23、第23章
他决定自己哪也不去。办公室不会去的,教学楼也不踏进一步。
他就像现在這样,安分守己地在楼下当一只兔子雕塑,默默等着。
這样总不会碰见蒋锐了吧。
……
四楼教室。
蒋锐正百无聊赖地趴在课桌上,随意甩出了手裡的一张扑克。
一套普通的课桌椅被這個人高马大的高中生占着,看起来竟然有点显小。
然而他周围正在玩牌的一圈人显然都是坐教室后排的王者们,看起来都不是什么善茬。
一群人在自习课上聚在教室后排打牌,這些人裡面還有隔壁班偷偷溜過来的。
蒋锐原本打牌打得都快要睡着了,一群人也都习惯了他漫不经心的样子。
直到他那万年睡不醒的眼皮忽然破天荒地往上抬了一下。
這一抬他的人就沒有再动。有人喊他:“喂!出牌了大哥!”
蒋锐置若罔闻。
這大哥我行我素惯了,谁也沒法管他。剩下几人见喊人无果,只得跳過他接着玩。
蒋锐依然懒洋洋的,他旁若无人地站起身,悠悠晃到了教室后面的窗户旁。
他撑着窗沿将上身探出去,朝南边一望——
外面忽如其来的风呼啦一下将他头发吹乱,阳光中的蒋锐一眼就锁定了远处的人。
要更远一点的地方,视线穿過凤凰树和教学楼,直接远到校门口保卫处的窗口,那裡站着一個小小的人影。
距离很远。但是蒋锐的视力好得惊人。
穿着白色衬衫的青年正趴在那,一笔一划地在登记簿上签下名字。
很奇怪。从這個角度看去,画面裡偌大视野无数景观,只有那個小小的身影像是被独一无二的易撕线圈了起来,让人轻易便能将兔子和其他事物dúlì开。
因为任何事情都很无聊。兔子不一样。
兔子香香。
蒋锐的心跳变得轻快。
“发生什么了?”
剩下的几人面面相觑。只见蒋锐下了窗子便转身往门口走,神情轻松,脚下生风。牌局裡的哥几個纷纷喊他:“喂!牌還打不打?”
蒋锐的背影对着他们敷衍地挥了挥手。
背后是起哄声和看热闹的注目礼,而当事人已经把這些抛在身后,踩在脚下,转身便一個人出了教室。
彼时的小温老师正普通地在教学楼下的走廊上普通地等着下课。
不知道为什么,或许是弱小生物天生敏锐的感觉。他等着等着,隐约中总有一种不好的预感。
但愿是错觉。
草(一种兔子吃的植物),不是错觉。
他嗅到空气中一丝不妙的气息时,当机立断拔腿就跑。說时迟那时快,温明前脚刚迈出,后脚的鞋跟就被踩死在了原地。
仿佛白日见鬼。要知道就在前一秒,這條空荡荡的走廊上還只有他一個人。
很多学校裡都是這种半开放的长廊,而蒋锐這头讨债狼是从天而降的。
简直让人难以置信。
他直接扒着墙从楼上翻了下来。年轻人身手轻捷,徒手翻一层楼的给人观感像是简简单单翻個墙。

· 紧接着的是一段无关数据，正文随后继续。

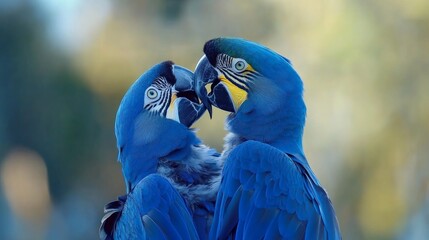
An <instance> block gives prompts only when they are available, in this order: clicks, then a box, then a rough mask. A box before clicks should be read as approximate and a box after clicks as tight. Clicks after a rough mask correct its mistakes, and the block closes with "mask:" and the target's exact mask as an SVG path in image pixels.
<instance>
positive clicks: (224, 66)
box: [216, 54, 233, 68]
mask: <svg viewBox="0 0 429 240" xmlns="http://www.w3.org/2000/svg"><path fill="white" fill-rule="evenodd" d="M232 60H233V58H232V57H230V56H228V55H226V54H219V55H218V56H217V58H216V66H217V67H219V68H230V67H232Z"/></svg>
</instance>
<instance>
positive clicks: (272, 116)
mask: <svg viewBox="0 0 429 240" xmlns="http://www.w3.org/2000/svg"><path fill="white" fill-rule="evenodd" d="M266 98H267V99H272V98H269V97H266ZM277 99H282V100H281V101H277V102H275V103H274V102H273V101H264V100H265V99H263V98H261V97H259V98H253V99H248V100H247V101H245V102H244V103H243V105H242V106H241V107H240V109H239V110H238V111H237V113H232V114H230V115H229V116H228V118H227V119H226V122H225V125H226V130H227V131H229V132H231V133H233V135H230V136H228V137H227V138H226V139H225V140H226V142H225V143H226V144H227V145H228V144H235V143H236V142H237V141H238V142H243V141H247V140H255V141H259V142H263V143H266V144H269V145H271V146H273V147H276V148H278V149H280V150H281V151H283V152H285V153H288V154H294V155H301V156H302V157H303V158H305V157H304V151H303V147H302V135H303V131H304V124H305V114H306V107H305V104H304V101H303V99H302V96H301V95H296V96H293V95H288V96H283V97H282V98H277ZM226 147H228V146H226Z"/></svg>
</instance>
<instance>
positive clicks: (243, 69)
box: [234, 59, 247, 72]
mask: <svg viewBox="0 0 429 240" xmlns="http://www.w3.org/2000/svg"><path fill="white" fill-rule="evenodd" d="M246 66H247V64H246V62H245V61H244V60H241V59H238V60H237V61H236V62H235V63H234V68H235V70H236V71H239V72H241V71H243V70H244V69H246Z"/></svg>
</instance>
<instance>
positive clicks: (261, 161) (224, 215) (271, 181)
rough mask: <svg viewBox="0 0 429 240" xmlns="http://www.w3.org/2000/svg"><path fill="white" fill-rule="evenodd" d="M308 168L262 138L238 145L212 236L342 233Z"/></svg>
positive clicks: (332, 208) (218, 212)
mask: <svg viewBox="0 0 429 240" xmlns="http://www.w3.org/2000/svg"><path fill="white" fill-rule="evenodd" d="M308 168H309V167H308V165H307V166H304V165H302V164H301V162H300V161H299V160H297V161H294V159H293V158H291V157H290V156H288V155H287V154H285V153H283V152H281V151H279V150H278V149H276V148H274V147H272V146H270V145H267V144H264V143H261V142H256V141H247V142H245V143H242V144H240V145H239V146H237V147H236V148H235V149H234V150H232V151H231V153H230V154H229V156H228V158H227V160H226V163H225V167H224V171H223V179H222V183H221V186H220V189H219V194H218V199H217V200H218V201H217V204H216V209H215V218H214V222H213V224H212V228H211V232H210V236H211V237H212V239H227V238H231V237H234V238H235V239H248V238H252V239H261V238H267V239H272V238H276V239H277V238H282V239H341V236H340V233H339V227H338V222H337V220H336V217H335V212H334V209H333V208H332V204H331V202H330V200H329V198H328V196H327V194H326V192H325V191H324V190H323V188H322V187H320V186H319V183H318V181H317V179H316V177H315V176H314V175H313V173H312V171H311V169H310V170H308ZM237 216H238V219H237Z"/></svg>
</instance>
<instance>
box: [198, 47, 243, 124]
mask: <svg viewBox="0 0 429 240" xmlns="http://www.w3.org/2000/svg"><path fill="white" fill-rule="evenodd" d="M194 76H195V86H196V92H197V95H198V97H199V98H200V99H201V101H202V102H203V104H204V106H205V107H206V108H207V110H208V111H209V113H210V117H211V116H212V105H214V106H216V107H218V108H220V109H223V110H225V111H229V112H235V109H234V104H233V102H232V97H231V94H230V92H229V90H228V87H227V86H226V85H225V83H223V82H221V81H220V80H219V77H218V73H217V71H216V69H215V68H214V67H212V65H211V64H210V62H209V60H208V59H207V57H206V56H205V55H204V56H203V57H202V58H201V59H200V61H199V62H198V64H197V67H196V69H195V74H194ZM207 84H211V86H210V93H207V89H206V85H207Z"/></svg>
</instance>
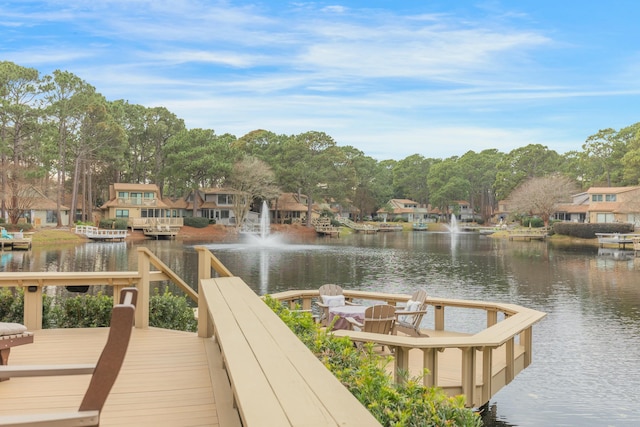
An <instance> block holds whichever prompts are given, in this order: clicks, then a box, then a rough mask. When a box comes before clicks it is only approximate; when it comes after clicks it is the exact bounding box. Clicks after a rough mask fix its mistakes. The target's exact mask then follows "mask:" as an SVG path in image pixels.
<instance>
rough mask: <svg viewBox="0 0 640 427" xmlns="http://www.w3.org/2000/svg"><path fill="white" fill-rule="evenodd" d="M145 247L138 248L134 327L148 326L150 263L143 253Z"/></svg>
mask: <svg viewBox="0 0 640 427" xmlns="http://www.w3.org/2000/svg"><path fill="white" fill-rule="evenodd" d="M145 249H146V248H138V274H139V275H140V282H138V303H137V305H136V328H148V327H149V288H150V287H151V286H150V283H149V282H150V280H149V277H150V270H151V263H150V262H149V257H147V255H146V253H145Z"/></svg>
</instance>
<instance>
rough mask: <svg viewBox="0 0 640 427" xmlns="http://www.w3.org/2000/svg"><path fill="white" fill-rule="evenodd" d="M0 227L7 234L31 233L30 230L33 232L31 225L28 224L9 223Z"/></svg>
mask: <svg viewBox="0 0 640 427" xmlns="http://www.w3.org/2000/svg"><path fill="white" fill-rule="evenodd" d="M2 226H3V227H4V229H5V230H7V231H8V232H16V231H31V230H33V226H32V225H31V224H28V223H21V224H9V223H7V224H3V225H2Z"/></svg>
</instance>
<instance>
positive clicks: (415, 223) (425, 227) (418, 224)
mask: <svg viewBox="0 0 640 427" xmlns="http://www.w3.org/2000/svg"><path fill="white" fill-rule="evenodd" d="M411 228H412V229H413V231H427V230H428V229H429V225H428V224H427V223H426V222H423V221H418V222H414V223H413V225H412V226H411Z"/></svg>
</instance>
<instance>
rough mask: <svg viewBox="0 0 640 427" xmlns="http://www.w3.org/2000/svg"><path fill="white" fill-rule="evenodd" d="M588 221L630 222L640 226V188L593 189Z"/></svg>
mask: <svg viewBox="0 0 640 427" xmlns="http://www.w3.org/2000/svg"><path fill="white" fill-rule="evenodd" d="M587 195H588V196H589V210H588V221H589V222H592V223H594V222H595V223H600V222H628V223H631V224H635V225H636V226H640V187H591V188H589V189H588V190H587Z"/></svg>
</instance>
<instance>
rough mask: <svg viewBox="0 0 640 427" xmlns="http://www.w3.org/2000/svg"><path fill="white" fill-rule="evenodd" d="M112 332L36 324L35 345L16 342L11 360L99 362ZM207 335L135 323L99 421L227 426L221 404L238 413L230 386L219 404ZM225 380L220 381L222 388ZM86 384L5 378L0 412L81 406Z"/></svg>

這换谁谁能逃得了?温明忽然觉得,即使是在高中,像他们幼儿园那样的围栏也是很有必要的。
失策了。下次应该躲更远的。
现在已经晚了。此时的温明仿佛一只被提溜住后颈的兔子。他不得不把刚踏出去沒几秒的第一只脚收回来,缓缓转身。
温明叹了口气:“蒋锐。”
蒋锐笑眯眯的。他问:“你来找我嗎?”
温明:?
有理有据,无法反驳。
温明解释道:“我是来找你们老师的。”
蒋锐不假思索:“为什么?”
为什么会有为什么?
温明从上次以后他想明白了。他知道蒋锐为什么会這么热衷于找自己的茬。
兔子這种动物数量多,好吃又好捕捉,向来是自然界的万兽迷。何况自己是罕见的這么大一只。
食肉目裡一些沒见過世面的小年轻看到他就走不动道也情有可原。